Are there some things too complicated to get in a song?
A lot of things. Probably the most important things are.
Bruce Cockburn says that he hopes people see Christianity is an alternative through his songs. Is that your emphasis?
I might say the exact same thing. I hope to give people a credible, a truthful and a possible alternative hope - Christ is a hope. Shouldn't we be living our lives to show people that there is an alternative, another way to live and that the way we're living is a reliable hope.
I wanted to mention Dylan - what do you think of Infidels as an album?
I love it.
Do you like the way its more ambiguous than before?
I don't think it's ambiguous - do I like the way it's more artful?

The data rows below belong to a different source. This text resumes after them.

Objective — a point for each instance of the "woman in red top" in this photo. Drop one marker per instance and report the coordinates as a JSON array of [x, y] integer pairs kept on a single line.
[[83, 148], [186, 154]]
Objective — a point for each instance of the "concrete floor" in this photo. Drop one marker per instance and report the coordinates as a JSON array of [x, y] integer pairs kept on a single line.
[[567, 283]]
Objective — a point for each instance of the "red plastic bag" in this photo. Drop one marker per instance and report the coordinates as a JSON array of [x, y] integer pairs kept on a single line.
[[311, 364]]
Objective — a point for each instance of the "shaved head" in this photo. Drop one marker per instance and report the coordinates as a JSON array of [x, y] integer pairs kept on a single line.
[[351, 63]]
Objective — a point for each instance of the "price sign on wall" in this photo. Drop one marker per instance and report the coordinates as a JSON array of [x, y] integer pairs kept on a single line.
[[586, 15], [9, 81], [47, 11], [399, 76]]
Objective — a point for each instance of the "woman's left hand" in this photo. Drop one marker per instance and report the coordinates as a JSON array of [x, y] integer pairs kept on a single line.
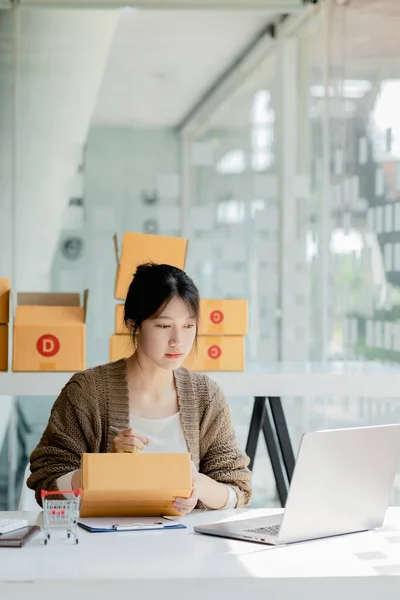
[[186, 505]]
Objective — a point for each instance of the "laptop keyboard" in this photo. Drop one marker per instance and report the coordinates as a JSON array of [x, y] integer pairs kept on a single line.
[[272, 530]]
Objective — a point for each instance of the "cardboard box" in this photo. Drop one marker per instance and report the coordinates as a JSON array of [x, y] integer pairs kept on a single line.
[[4, 301], [121, 346], [3, 347], [223, 317], [217, 353], [50, 332], [134, 485], [120, 327], [139, 248]]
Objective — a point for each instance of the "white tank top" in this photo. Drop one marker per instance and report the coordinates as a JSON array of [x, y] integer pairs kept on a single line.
[[165, 435]]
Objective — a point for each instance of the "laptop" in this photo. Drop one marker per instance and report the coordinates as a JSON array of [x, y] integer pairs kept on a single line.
[[342, 483]]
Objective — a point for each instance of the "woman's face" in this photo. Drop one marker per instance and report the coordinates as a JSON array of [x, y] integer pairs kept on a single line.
[[168, 339]]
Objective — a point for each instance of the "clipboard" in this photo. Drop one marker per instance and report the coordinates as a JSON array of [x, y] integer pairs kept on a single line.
[[118, 525]]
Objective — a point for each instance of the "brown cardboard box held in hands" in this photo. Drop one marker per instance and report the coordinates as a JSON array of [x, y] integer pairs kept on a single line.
[[134, 485]]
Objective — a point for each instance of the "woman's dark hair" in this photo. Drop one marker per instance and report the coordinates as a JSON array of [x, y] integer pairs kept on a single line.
[[152, 287]]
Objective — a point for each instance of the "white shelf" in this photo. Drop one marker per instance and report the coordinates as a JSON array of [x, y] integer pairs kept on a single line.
[[274, 379]]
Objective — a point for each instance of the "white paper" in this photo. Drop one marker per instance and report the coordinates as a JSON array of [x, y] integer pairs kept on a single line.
[[362, 150], [136, 522]]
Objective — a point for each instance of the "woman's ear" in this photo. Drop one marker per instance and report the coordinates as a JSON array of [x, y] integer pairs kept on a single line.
[[131, 325]]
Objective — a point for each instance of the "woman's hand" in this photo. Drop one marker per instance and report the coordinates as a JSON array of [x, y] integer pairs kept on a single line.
[[186, 505], [127, 440]]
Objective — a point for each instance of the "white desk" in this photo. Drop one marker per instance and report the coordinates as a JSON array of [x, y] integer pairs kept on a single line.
[[181, 564]]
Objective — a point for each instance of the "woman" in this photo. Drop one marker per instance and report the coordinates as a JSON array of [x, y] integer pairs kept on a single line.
[[148, 402]]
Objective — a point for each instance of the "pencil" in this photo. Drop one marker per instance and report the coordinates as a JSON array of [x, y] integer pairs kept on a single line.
[[116, 430]]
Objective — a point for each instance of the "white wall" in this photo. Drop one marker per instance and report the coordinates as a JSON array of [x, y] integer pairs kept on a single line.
[[60, 57], [6, 145], [120, 165]]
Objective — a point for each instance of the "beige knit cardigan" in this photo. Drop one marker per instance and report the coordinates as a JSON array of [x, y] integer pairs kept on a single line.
[[96, 399]]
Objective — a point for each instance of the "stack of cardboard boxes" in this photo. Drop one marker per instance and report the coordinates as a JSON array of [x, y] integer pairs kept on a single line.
[[137, 249], [49, 332], [223, 324], [4, 319], [220, 342]]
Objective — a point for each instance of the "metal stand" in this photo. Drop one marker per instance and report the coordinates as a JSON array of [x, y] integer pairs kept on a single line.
[[271, 420]]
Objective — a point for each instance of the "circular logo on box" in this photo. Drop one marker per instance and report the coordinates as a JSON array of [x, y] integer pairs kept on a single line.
[[217, 316], [214, 352], [48, 345]]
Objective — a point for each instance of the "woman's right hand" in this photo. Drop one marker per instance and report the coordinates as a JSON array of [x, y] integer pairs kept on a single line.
[[127, 440]]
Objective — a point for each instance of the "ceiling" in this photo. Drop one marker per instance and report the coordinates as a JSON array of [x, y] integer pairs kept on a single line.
[[162, 62]]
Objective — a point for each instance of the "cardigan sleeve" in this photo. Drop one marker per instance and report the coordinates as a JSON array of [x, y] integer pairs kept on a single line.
[[220, 457], [74, 427]]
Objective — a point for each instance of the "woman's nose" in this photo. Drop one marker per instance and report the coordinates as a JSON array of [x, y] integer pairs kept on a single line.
[[174, 342]]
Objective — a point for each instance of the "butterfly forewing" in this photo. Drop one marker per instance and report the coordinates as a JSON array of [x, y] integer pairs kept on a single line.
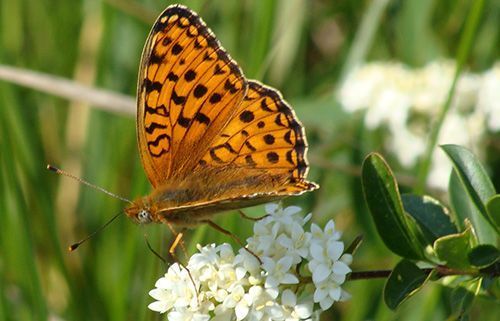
[[210, 140], [189, 88]]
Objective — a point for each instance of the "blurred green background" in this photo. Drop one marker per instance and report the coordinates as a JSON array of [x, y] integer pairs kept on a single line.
[[302, 47]]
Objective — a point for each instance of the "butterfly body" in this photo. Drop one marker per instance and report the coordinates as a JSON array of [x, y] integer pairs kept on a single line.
[[210, 140]]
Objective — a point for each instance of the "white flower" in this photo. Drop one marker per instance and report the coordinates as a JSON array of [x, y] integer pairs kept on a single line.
[[406, 102], [221, 286], [294, 311], [489, 97], [279, 272]]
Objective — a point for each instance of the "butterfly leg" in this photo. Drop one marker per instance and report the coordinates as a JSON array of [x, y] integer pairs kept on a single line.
[[255, 219], [171, 252], [231, 235]]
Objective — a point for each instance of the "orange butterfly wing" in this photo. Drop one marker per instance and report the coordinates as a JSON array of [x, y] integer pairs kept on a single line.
[[265, 138], [189, 88]]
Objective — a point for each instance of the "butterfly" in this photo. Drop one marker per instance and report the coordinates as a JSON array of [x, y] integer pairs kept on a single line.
[[210, 140]]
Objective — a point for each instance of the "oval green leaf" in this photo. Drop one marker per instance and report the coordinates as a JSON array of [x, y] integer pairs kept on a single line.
[[493, 208], [404, 281], [454, 249], [384, 202], [478, 185], [432, 217]]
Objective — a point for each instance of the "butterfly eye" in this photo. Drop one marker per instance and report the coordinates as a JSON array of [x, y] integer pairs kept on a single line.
[[144, 217]]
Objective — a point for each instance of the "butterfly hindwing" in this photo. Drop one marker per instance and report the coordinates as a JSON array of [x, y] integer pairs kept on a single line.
[[189, 88], [265, 136]]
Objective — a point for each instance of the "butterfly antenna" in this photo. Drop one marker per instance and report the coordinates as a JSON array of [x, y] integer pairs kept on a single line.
[[84, 182], [74, 246]]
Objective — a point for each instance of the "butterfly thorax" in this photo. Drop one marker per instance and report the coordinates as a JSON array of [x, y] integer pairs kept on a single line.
[[190, 200]]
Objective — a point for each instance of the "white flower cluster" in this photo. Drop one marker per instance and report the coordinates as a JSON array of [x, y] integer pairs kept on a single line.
[[298, 269], [406, 101]]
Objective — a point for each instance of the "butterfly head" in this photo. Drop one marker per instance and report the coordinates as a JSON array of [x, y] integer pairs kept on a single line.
[[140, 212]]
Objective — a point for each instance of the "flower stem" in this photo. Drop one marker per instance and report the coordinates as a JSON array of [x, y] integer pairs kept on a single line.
[[492, 271]]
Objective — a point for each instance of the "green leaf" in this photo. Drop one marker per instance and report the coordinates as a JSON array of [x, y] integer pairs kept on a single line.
[[493, 208], [461, 301], [460, 203], [404, 281], [454, 249], [484, 255], [383, 199], [478, 185], [432, 217]]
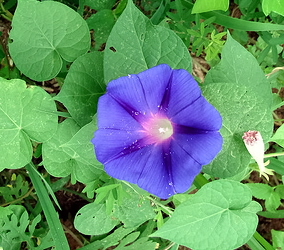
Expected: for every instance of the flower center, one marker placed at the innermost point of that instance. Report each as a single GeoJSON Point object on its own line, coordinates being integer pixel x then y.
{"type": "Point", "coordinates": [160, 128]}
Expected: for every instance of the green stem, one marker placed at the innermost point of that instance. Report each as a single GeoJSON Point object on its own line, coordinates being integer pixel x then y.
{"type": "Point", "coordinates": [262, 241]}
{"type": "Point", "coordinates": [273, 154]}
{"type": "Point", "coordinates": [200, 181]}
{"type": "Point", "coordinates": [51, 215]}
{"type": "Point", "coordinates": [158, 204]}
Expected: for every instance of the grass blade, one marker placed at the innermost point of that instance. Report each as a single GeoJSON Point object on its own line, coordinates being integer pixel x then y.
{"type": "Point", "coordinates": [51, 215]}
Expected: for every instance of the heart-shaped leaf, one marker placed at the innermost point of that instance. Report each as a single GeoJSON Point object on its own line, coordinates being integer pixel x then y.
{"type": "Point", "coordinates": [45, 33]}
{"type": "Point", "coordinates": [25, 114]}
{"type": "Point", "coordinates": [221, 215]}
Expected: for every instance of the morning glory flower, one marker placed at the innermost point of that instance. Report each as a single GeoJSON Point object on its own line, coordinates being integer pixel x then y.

Yeah, maybe that's the word.
I like him reaching more for allegory and parable but I thought Slow Train Coming was the finest gospel album ever written. I'll never write one as good as that, He'll never write one as good as that, - nobody will. It touched me in every area. You know men in conflict, like Dylan was when he was dying to self and becoming a Christian are very interesting. And because he wrote that album when he was a baby in his crib, but he had a lot of knowledge from the world, it was an album that he can never reproduce. He can never re-experience those songs. I first heard it over here in '79 and all weekend I was on a cloud. I thought this is the greatest album I've ever heard. We were all afraid that he would be overly affected by the evangelical simplicity of American mindlessness and write an album that wasn't really worth his gift for poetry. That album is like a prayer, it's a beautiful prayer, a social communion. It's a communion for all the disenchanted people that are angry.
Going back to the parallel between your career and his, it strikes me that Infidels is like So Long Ago the Garden where the references to Christianity are oblique but the atmosphere is Christian.
That's a fair comment So Long Ago the Garden is a description of the loss; Infidels is a message to those who have been unfaithful to God and chosen against Him. I left the Church and T-Bone left the Church about the same time. You know there was a Christian up in Canada who had a travel agency business. He was selling tickets to come to Los Angeles and my Bible Study was a guaranteed point of interest. He would take them to Disneyland and he'd come by my Bible Study. I was wondering why all these people were just knocking at the door and coming in ... it was because he was selling them tickets.
In retrospect you don't feel the Garden album was clear enough, particularly your Nightmare?
Well, I'm not the best judge of all my material. I mean Malcolm Muggeridge doesn't like Jesus Rediscovered very much but you know to some people that was a powerful book. But I will never again go so heavy-handed with lyrics like Nightmare.
On stage on Saturday night you commented about the fact that Jesus is going to return and then suggested that Christians should not be concerned about 'the Bomb'. You said Christians shouldn't bother going on peace marches for example. I thought your logic was fatalistic - Jesus is coming back why bother doing anything?
But I didn't say that.
I specifically said that the Bible says Christ is coming back to earth and a lot of us are afraid of the world being blown up. But if Christ is coming back there's going to have to be an earth for him to come back to. Then I said we shouldn't all be so concerned about peace marches and things because there will be no peace. If you go on a peace march thinking that the human voice will be heard and the weight of the human spirit shall topple the government and their bombs with them ... it won't work, its idealism.
I agree that Jesus will return to 'a world', but if 'the bomb' doesn't destroy a world it could destroy a nation.
And it could destroy a lot of us in it.
Shouldn't Christians march against that?
I think we should proclaim Christ. If you're gonna preach against the Bomb also preach against prostitution, drugs, pride from the pulpit - preach against all evils. But I understand the intent of a young person wanting to march against the evils of the world. If you're not a liberal by the time you're twenty you haven't got a heart. If you're not a conservative by the time you're forty you haven't got a mind.